Shapiro Ron, Basu Amit, Tan Henkie P, Morgan Claire, Sharma Vivek, Blisard Deanna, Randhawa Parmjeet S, Dvorchik Igor, McCauley Jerry, Ellis Demetrius, Marsh J Wallis, Webber Steven, Kurland Geoffrey, McCurry Kenneth R, Abu-Elmagd Kareem, Mazariegos George, Starzl Thomas E
Department of Surgery, Division of Transplantation, Thomas E. Starzl Transplantation Institute, University of Pittsburgh, Pittsburgh, PA 15213, USA.
Transplantation. 2009 Sep 27;88(6):799-802. doi: 10.1097/TP.0b013e3181b4aaf5.
Calcineurin inhibitor nephrotoxicity in nonrenal allograft recipients can lead to end-stage renal disease and the need for kidney transplantation. We sought to evaluate the role of alemtuzumab induction in this population.
We evaluated 144 patients undergoing kidney transplantation after nonrenal transplantation between May 18, 1998, and October 8, 2007. Seventy-two patients transplanted between January 15, 2003, and October 8, 2007, received alemtuzumab induction and continued their pretransplant immunosuppression. Seventy-two patients transplanted between May 18, 1998, and July 21, 2007, did not receive alemtuzumab induction, but received additional steroids and maintenance immunosuppression. Donor and recipient demographics were comparable.
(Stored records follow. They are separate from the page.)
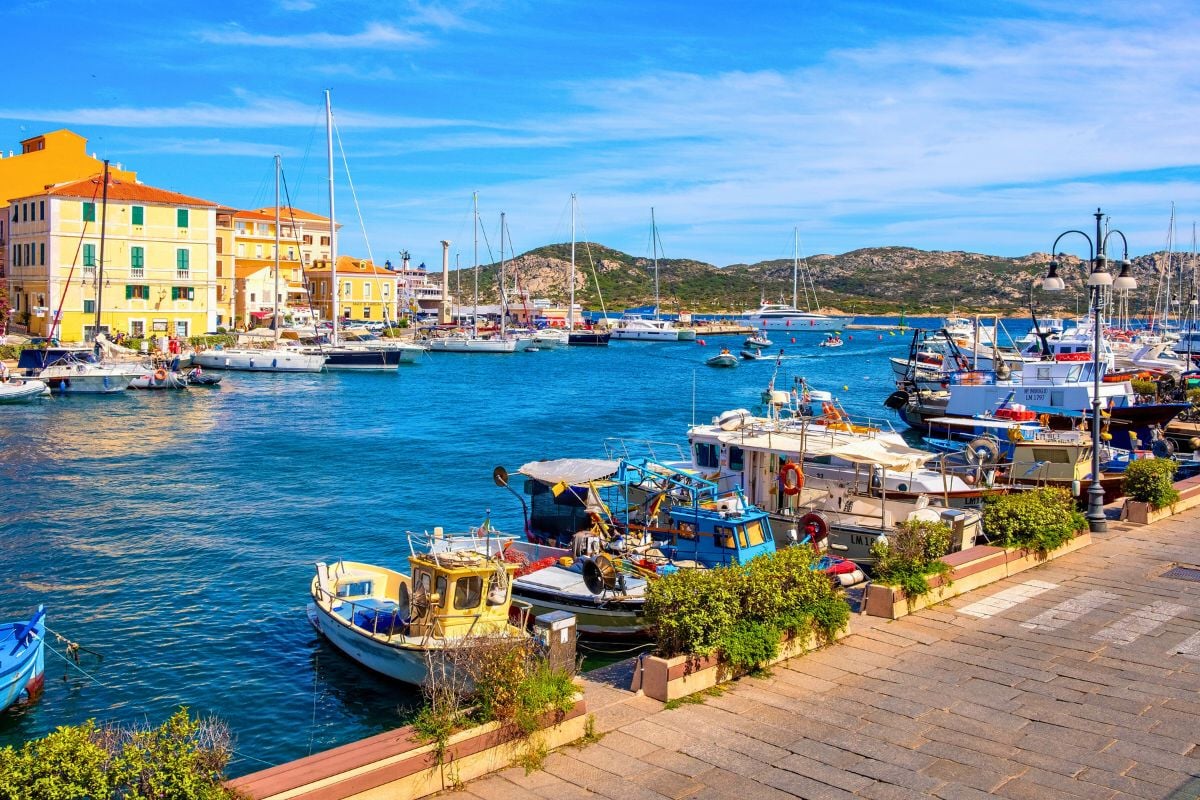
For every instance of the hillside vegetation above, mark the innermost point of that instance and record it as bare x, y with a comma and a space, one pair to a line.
876, 280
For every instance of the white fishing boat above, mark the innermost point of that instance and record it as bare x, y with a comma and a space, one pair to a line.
19, 390
401, 625
779, 317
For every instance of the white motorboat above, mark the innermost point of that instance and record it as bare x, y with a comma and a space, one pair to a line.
18, 390
259, 360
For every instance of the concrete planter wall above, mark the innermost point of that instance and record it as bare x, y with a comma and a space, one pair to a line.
970, 569
1141, 513
395, 765
669, 679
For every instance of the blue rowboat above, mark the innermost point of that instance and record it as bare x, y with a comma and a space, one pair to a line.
22, 660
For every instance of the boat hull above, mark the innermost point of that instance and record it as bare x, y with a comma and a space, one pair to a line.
405, 663
259, 360
22, 665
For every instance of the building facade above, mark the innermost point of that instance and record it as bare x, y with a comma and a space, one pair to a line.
139, 263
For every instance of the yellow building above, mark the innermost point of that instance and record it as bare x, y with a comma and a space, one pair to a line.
151, 274
367, 292
43, 160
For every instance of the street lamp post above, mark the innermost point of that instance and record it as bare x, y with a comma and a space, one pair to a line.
1098, 278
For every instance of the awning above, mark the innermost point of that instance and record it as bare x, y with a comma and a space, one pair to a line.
571, 471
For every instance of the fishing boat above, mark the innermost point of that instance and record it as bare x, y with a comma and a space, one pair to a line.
277, 358
401, 625
21, 390
779, 317
22, 660
723, 359
597, 530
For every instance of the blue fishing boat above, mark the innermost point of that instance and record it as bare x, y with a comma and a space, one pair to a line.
22, 660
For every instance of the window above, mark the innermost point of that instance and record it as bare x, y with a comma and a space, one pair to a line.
468, 591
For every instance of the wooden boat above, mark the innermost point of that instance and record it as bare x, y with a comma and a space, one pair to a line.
400, 625
22, 660
723, 359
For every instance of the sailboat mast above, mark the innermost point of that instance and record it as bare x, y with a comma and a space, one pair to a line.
275, 295
504, 298
570, 305
654, 245
796, 265
474, 311
100, 269
333, 232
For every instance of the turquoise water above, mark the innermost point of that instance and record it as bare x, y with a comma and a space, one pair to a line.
174, 533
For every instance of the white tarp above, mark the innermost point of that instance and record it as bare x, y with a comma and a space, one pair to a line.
571, 471
886, 453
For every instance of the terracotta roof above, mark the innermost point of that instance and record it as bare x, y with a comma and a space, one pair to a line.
348, 265
118, 190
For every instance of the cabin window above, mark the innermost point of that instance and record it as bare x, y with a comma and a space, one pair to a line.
724, 537
1053, 455
754, 534
468, 591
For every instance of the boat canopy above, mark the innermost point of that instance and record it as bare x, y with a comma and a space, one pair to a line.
571, 471
885, 453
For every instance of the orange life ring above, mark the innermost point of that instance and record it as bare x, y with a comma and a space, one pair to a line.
791, 479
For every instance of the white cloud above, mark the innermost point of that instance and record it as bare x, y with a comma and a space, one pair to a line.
373, 36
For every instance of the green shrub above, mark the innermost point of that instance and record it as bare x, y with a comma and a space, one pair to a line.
748, 645
1039, 519
699, 611
184, 759
911, 554
1151, 480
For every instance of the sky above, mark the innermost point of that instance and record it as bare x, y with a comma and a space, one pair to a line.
941, 125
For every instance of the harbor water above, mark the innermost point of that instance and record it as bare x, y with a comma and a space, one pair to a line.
174, 533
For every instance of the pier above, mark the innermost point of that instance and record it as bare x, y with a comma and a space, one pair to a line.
1077, 679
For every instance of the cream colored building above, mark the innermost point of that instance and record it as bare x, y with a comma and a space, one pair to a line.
139, 262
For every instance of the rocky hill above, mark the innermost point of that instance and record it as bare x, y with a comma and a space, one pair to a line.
864, 281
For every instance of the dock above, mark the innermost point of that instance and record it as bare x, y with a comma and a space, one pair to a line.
1077, 679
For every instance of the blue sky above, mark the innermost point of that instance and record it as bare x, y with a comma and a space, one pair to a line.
988, 127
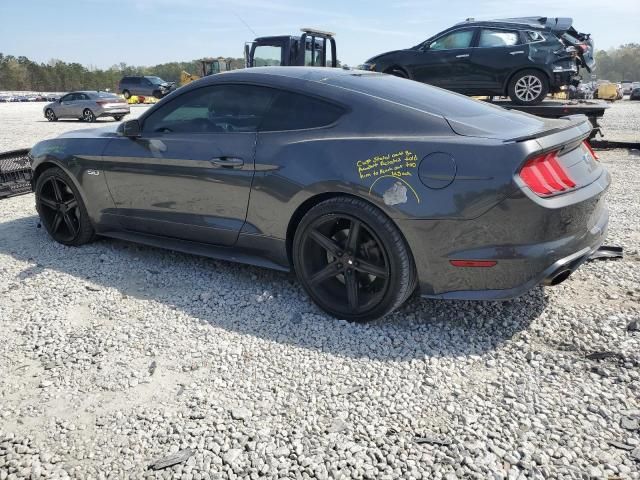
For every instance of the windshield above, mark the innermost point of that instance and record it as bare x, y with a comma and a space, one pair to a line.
155, 80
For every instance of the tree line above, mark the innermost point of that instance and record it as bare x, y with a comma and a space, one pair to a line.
20, 73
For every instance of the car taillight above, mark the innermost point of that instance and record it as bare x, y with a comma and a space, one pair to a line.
545, 176
593, 154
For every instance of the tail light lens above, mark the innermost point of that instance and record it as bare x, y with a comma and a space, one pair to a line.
545, 176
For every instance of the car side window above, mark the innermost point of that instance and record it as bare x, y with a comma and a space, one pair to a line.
498, 38
213, 109
294, 111
453, 40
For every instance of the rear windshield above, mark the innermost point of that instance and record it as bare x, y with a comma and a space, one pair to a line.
412, 94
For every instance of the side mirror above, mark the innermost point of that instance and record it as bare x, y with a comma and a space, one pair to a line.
130, 128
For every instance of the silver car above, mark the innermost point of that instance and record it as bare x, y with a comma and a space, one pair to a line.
87, 106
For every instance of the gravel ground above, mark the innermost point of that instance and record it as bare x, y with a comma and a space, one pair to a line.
115, 355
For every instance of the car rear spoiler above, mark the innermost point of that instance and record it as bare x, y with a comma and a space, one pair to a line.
579, 122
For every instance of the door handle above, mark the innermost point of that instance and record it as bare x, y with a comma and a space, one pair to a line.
227, 162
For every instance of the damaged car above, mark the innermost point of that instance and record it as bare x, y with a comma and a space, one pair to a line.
367, 186
522, 58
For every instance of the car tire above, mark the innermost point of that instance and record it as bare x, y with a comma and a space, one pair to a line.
61, 209
51, 115
88, 116
528, 87
352, 260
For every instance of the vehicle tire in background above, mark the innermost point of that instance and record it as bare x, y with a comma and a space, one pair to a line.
352, 260
61, 209
528, 87
88, 116
51, 115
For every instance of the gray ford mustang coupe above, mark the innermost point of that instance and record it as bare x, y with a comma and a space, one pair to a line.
368, 186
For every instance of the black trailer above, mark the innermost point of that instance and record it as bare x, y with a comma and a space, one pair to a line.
592, 109
15, 173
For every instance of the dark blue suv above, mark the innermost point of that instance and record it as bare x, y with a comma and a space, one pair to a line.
523, 58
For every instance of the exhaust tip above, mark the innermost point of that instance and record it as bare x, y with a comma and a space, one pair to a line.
559, 277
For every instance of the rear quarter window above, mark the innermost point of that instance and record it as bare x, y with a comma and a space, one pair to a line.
294, 111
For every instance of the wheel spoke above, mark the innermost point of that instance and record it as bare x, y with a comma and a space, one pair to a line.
56, 190
325, 242
48, 203
69, 223
371, 269
57, 221
354, 235
327, 272
352, 290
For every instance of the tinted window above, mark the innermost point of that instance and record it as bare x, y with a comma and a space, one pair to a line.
459, 39
313, 58
266, 55
531, 36
292, 111
214, 109
154, 80
498, 38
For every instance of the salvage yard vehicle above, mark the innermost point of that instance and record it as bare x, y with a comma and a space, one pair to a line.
366, 185
87, 106
314, 48
146, 86
522, 58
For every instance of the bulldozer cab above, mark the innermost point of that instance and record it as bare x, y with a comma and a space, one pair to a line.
211, 66
314, 48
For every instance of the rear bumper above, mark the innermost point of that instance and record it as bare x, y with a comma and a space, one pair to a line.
531, 242
113, 111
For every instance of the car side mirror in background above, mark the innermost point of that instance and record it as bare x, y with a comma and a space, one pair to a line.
130, 129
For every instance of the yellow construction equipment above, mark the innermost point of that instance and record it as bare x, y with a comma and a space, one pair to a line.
607, 91
208, 66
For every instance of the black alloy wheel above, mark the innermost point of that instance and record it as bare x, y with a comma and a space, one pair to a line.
61, 209
51, 116
353, 263
88, 116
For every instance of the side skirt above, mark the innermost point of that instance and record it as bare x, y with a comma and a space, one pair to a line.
258, 250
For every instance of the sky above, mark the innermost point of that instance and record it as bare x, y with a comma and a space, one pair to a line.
101, 33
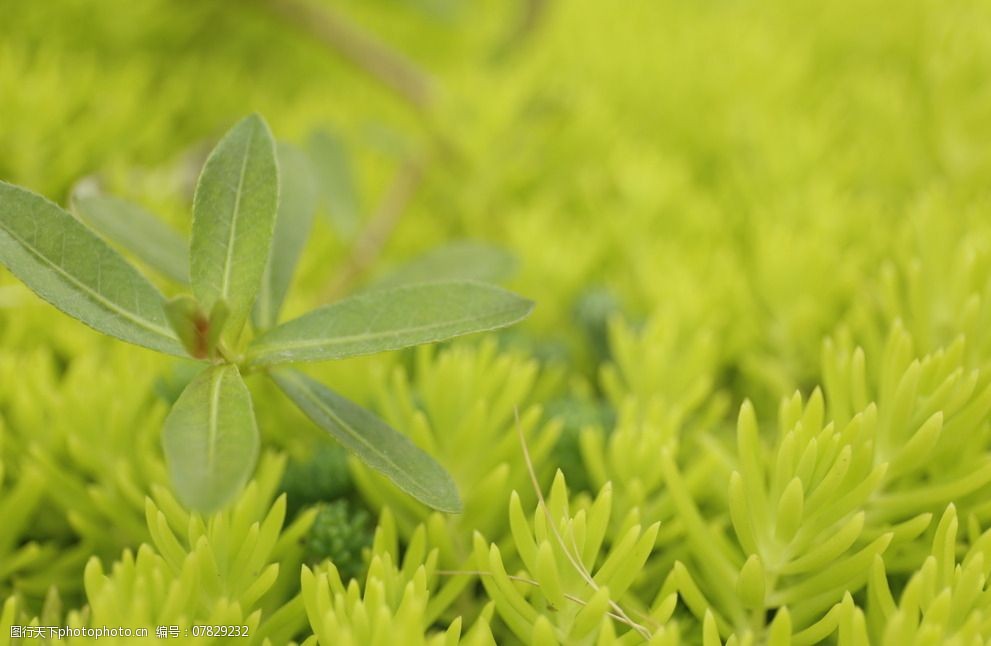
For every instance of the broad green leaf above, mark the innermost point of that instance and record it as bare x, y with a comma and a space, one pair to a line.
389, 319
137, 231
233, 219
462, 260
332, 169
374, 442
72, 268
297, 203
210, 439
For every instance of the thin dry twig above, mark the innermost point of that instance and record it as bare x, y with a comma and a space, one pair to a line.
574, 559
521, 579
372, 239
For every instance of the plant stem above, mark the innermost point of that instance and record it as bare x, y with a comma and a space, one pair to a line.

Overall, 1- and 3-year patient survival and renal function were comparable between the two groups. One- and 3-year graft survival was 93.0% and 75.3% in the alemtuzumab group and 83.3% and 68.7% in the no alemtuzumab group, respectively (P=0.051). The incidence of acute rejection was lower in the alemtuzumab group, 15.3%, than in the no alemtuzumab group, 41.7% (P=0.0001). The incidence of delayed graft function was lower in the alemtuzumab group, 9.7%, than in the no alemtuzumab group, 25.0% (P=0.003). The incidence of viral complications was comparable.
Alemtuzumab induction with simple resumption of baseline immunosuppression in patients undergoing kidney transplantation after nonrenal transplantation represents a reasonable immunosuppressive strategy.
非肾移植受者中钙调神经磷酸酶抑制剂肾毒性可导致终末期肾病,并需要进行肾移植。我们试图评估阿仑单抗诱导在该人群中的作用。
我们评估了1998年5月18日至2007年10月8日期间接受非肾移植后进行肾移植的144例患者。2003年1月15日至2007年10月8日期间接受移植的72例患者接受了阿仑单抗诱导,并继续其移植前免疫抑制治疗。1998年5月18日至2007年7月21日期间接受移植的72例患者未接受阿仑单抗诱导,但接受了额外的类固醇和维持免疫抑制治疗。供体和受体的人口统计学特征具有可比性。
总体而言,两组患者1年和3年的生存率及肾功能相当。阿仑单抗组1年和3年的移植物生存率分别为93.0%和75.3%,未使用阿仑单抗组分别为83.3%和68.7%(P=0.051)。阿仑单抗组急性排斥反应的发生率较低,为15.3%,低于未使用阿仑单抗组的41.7%(P=0.0001)。阿仑单抗组移植肾功能延迟的发生率较低,为9.7%,低于未使用阿仑单抗组的25.0%(P=0.003)。病毒并发症的发生率相当。
对于非肾移植后接受肾移植的患者,采用阿仑单抗诱导并简单恢复基线免疫抑制是一种合理的免疫抑制策略。